O aviso de segurança enviado na segunda-feira indicava que “dados de funcionários em 45.000 tabelas Hive” foram expostos. Essas tabelas incluíam atividades de funcionários, como “instruções e transcrições completas, conversas privadas, pessoas e dados de desempenho”, de acordo com documentos visualizados pela WIRED.

Alguns funcionários da Meta rapidamente aproveitaram a falha de segurança, dizendo em fóruns internos que ela validava as preocupações levantadas quando a empresa começou a rastrear os laptops corporativos dos trabalhadores em abril, como parte de um programa conhecido como Mannequin Functionality Initiative.

Os comentários sobre o incidente postados em fóruns internos na segunda-feira incluíram perguntas sobre como as análises de privacidade da Meta não conseguiram evitar a violação e se todos cujos dados foram potencialmente expostos terão permissão para participar de uma reunião para discutir o que deu errado, de acordo com postagens vistas pela WIRED.

Em um fórum interno onde os funcionários costumam contar piadas, um funcionário postou um meme de O escritório do personagem Jim Halpert segurando uma placa que diz: “0 dias desde nossa última bobagem”.

Fontes da Meta, que não estavam autorizadas a falar publicamente, disseram à WIRED que o incidente foi marcado como encerrado, o que significa que provavelmente foi resolvido.

Em uma postagem interna respondendo às perguntas dos funcionários vista pela WIRED na segunda-feira, Andrew Bosworth, diretor de tecnologia da Meta, disse que a implementação do programa de rastreamento ficou aquém dos padrões descritos em sua análise de privacidade e que as descobertas do incidente seriam compartilhadas. “Aqui tínhamos ACLs configurados incorretamente [access control lists] e precisamos entender como isso aconteceu, rastrear todos os acessos aos dados e entendê-los”, escreveu Bosworth.

Há alguns meses, Bosworth disse aos funcionários preocupados com possíveis vazamentos de dados que o programa de rastreamento é “rigorosamente controlado” e usa os mesmos padrões de proteção, sistemas de armazenamento e controles de acesso que outros conjuntos de dados confidenciais, de acordo com postagens internas vistas pela WIRED.

No mês passado, mais de 1.600 funcionários da gigante da tecnologia assinaram uma petição interna protestando contra o esforço de vigilância de laptops, alertando que “a coleta desses dados apresenta riscos regulatórios e de segurança para o Meta, incluindo o potencial de violações e divulgação não autorizada”. Os peticionários também expressaram preocupação com o que consideraram uma falta de salvaguardas que a Meta havia implementado.

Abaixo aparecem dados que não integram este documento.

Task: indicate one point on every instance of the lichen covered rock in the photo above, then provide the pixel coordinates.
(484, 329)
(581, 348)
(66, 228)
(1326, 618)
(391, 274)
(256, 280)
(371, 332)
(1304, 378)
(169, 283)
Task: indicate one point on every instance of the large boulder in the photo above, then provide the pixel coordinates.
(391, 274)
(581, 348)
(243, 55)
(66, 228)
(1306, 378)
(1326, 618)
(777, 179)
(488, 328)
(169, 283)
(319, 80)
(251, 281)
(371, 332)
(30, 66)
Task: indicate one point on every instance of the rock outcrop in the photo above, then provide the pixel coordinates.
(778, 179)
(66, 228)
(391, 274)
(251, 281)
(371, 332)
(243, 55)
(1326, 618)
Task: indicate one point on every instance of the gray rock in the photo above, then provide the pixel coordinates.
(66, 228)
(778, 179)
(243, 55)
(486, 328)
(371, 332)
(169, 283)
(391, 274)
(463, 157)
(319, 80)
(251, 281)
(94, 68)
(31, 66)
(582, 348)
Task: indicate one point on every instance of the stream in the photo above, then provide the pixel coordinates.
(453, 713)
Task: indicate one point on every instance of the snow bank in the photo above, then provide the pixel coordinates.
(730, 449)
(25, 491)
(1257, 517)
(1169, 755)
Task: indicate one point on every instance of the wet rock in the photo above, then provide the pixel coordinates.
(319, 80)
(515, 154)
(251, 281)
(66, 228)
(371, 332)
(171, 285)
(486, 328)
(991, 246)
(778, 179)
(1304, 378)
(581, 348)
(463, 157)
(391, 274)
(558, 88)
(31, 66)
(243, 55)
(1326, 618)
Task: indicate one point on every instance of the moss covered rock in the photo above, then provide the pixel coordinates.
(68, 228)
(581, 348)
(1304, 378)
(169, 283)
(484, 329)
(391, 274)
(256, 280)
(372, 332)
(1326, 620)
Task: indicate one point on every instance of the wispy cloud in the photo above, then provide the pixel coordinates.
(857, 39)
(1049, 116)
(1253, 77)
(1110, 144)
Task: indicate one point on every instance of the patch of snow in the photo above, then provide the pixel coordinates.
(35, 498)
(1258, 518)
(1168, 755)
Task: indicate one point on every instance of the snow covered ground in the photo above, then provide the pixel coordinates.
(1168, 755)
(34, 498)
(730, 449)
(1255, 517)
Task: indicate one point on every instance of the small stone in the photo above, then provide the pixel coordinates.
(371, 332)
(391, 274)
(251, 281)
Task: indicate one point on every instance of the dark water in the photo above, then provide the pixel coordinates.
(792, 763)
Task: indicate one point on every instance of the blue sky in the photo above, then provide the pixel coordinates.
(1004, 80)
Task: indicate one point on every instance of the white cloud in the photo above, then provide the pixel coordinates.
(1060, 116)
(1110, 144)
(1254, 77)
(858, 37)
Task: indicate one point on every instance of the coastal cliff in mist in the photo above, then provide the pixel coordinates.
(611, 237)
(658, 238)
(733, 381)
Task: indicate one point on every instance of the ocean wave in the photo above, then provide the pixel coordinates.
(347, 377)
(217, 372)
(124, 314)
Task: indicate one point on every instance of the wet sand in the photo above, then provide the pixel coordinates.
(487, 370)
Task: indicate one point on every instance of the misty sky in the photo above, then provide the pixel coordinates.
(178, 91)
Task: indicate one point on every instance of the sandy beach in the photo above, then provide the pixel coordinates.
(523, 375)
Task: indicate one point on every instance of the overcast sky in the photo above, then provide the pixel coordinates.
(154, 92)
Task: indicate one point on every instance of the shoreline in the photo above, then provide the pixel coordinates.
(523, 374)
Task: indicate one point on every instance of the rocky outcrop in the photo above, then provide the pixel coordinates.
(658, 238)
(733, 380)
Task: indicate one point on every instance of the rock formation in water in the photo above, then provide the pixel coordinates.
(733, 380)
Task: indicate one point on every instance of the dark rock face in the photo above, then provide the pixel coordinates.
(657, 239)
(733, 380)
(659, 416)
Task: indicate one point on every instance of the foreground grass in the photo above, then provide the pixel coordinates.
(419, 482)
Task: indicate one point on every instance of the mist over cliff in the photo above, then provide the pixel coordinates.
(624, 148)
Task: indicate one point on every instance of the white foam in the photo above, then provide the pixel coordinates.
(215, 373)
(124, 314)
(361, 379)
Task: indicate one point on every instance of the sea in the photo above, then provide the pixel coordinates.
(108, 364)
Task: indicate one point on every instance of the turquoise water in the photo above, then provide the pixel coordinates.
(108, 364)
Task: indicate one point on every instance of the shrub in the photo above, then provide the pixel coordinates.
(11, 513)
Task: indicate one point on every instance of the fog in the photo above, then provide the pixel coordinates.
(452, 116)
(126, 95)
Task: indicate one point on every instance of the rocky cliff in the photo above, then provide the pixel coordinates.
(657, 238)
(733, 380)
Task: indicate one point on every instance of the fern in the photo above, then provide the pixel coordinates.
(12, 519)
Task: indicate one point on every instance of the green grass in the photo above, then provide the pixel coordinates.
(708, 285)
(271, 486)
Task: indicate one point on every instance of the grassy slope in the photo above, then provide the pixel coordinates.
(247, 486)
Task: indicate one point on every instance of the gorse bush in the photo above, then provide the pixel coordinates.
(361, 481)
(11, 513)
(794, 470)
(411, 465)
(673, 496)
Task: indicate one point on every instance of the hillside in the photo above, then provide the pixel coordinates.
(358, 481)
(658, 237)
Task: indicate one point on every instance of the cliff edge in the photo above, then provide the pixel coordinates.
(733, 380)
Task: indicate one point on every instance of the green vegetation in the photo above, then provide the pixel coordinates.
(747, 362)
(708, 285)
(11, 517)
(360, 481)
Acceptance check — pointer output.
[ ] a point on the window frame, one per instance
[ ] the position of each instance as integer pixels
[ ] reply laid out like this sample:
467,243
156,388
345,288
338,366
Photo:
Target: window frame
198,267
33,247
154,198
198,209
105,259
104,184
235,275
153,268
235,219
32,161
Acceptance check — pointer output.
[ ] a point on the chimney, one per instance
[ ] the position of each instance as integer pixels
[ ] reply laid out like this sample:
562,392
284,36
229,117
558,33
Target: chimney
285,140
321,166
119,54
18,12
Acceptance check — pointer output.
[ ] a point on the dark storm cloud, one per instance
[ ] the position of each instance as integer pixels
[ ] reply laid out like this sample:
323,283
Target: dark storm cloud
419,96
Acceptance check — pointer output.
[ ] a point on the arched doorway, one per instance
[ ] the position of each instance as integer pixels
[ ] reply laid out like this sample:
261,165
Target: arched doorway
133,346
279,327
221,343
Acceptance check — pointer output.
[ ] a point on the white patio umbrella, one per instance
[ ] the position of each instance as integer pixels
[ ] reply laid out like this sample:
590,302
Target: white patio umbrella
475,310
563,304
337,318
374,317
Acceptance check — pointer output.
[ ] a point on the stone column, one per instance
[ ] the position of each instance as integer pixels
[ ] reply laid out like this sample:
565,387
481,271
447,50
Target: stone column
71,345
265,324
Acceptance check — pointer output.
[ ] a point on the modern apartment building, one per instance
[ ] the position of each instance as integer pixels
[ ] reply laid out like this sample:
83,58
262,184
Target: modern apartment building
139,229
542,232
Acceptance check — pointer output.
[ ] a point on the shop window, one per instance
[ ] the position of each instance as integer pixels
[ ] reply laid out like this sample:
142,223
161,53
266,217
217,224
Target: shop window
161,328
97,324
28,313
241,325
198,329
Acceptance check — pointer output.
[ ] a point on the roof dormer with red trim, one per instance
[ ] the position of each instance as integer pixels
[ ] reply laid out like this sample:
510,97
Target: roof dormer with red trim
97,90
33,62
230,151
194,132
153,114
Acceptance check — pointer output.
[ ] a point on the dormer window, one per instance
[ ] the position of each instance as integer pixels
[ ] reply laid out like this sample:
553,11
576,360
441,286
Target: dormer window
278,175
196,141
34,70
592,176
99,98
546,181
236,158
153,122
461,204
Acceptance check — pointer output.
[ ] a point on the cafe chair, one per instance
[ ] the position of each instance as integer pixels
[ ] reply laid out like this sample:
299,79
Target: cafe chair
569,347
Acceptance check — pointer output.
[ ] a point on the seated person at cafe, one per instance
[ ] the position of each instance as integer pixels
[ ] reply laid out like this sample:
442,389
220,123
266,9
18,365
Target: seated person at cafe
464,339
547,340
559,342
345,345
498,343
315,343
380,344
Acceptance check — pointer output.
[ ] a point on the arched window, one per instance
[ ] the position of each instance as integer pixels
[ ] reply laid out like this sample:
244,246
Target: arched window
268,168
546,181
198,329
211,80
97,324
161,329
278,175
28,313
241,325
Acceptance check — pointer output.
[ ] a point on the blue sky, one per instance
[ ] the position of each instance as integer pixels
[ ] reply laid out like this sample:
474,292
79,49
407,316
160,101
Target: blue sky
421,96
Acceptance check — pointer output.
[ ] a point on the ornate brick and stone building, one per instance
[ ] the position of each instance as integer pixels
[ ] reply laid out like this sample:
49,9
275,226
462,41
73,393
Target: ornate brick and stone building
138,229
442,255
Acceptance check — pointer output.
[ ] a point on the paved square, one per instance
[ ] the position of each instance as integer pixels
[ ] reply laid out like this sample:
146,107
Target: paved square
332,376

Um engenheiro também escreveu uma nota interna amplamente compartilhada dizendo que ter a tela do laptop computer raspada em busca de dados de treinamento sem o seu consentimento parecia uma invasão de privacidade e equivalia a exploração.

Meta-executivos já defenderam anteriormente o projeto de coleta de dados, dizendo que period necessário treinar sistemas de IA para usar software program de computador da mesma forma que os humanos. Em áudio de uma reunião da empresa vazou no mês passado, Mark Zuckerberg, CEO da Meta, disse aos funcionários que “os modelos de IA aprendem observando pessoas realmente inteligentes fazendo coisas” e que “a inteligência média das pessoas que estão nesta empresa é significativamente maior” do que a média do empreiteiro que poderia ser contratado especificamente para produzir este tipo de dados.